La Dépêche de Kabylie: Votre première réaction à l’annonce du projet d’officialisation de Tamazight dans la prochaine constitution ?

Saïd Khelil: Elle ne peut être que celle de joie et de bonheur. Au delà de toute considération, je ne veux pas gâcher cette joie et ce bonheur. On a tellement attendu, tellement espéré que je ne veux pas qu’il y ait la moindre tache dans le bonheur d’aujourd’hui. Ensuite on verra pour le reste.

Bien des spéculations ont précédé cette annonce. Constitue-t-elle une surprise pour vous?

Chez moi franchement c’était un pressentiment partagé. Je peux dire que je m’y attendais, même si le contraire ne m’aurait pas étonné non plus. Mais vu la conjoncture qui est favorable à une telle consécration, j’avais franchement bon espoir. Car il est inconcevable pour moi de plaider ou d’agir dans le sillage des changements démocratiques sans accorder la place qui est sienne à Tamazight. La démarche était incontournable même, je dirais.

Vous considérez donc que c’est là une suite logique des grandes décisions prises par le Président ces derniers temps et désignées par certaines voix qui lui sont proches dans le sillage de la consolidation démocratique dans le pays?
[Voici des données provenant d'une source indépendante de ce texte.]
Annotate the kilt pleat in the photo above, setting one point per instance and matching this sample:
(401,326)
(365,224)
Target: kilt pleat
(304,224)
Ecoutez, je ne veux vraiment pas entrer dans ces considérations, je dis simplement que quelle que soit l’évolution de ce pays, cette reconnaissance était inévitable. Cette année ou dans dix ou vingt ans, mais ça devait arriver un jour. Et nous concernant, nous n’avons jamais renoncé. Le calendrier a voulu qu’elle coïncide avec la disparition de Hocine Aït Ahmed dont le parti, le FFS, portait cette revendication dans son programme depuis le fameux groupe des étudiants des années soixante-dix. Je dirai donc que c’est avant tout un long combat qui est d’ailleurs antérieur à cette date et on ne va pas refaire aujourd’hui l’Histoire depuis nos aînés du mouvement national jusqu’aux jeunes générations de nos jours qui ont successivement repris le flambeau. Et au risque de me répéter, aujourd’hui je veux bien qu’on se contente de savourer ce bonheur, cet acquis, et éviter de rentrer dans des considérations autres qui pourraient contrarier notre joie car on la veut vraiment complète.

Sinon vous voyez comment l’évolution de Tamazight dans le futur?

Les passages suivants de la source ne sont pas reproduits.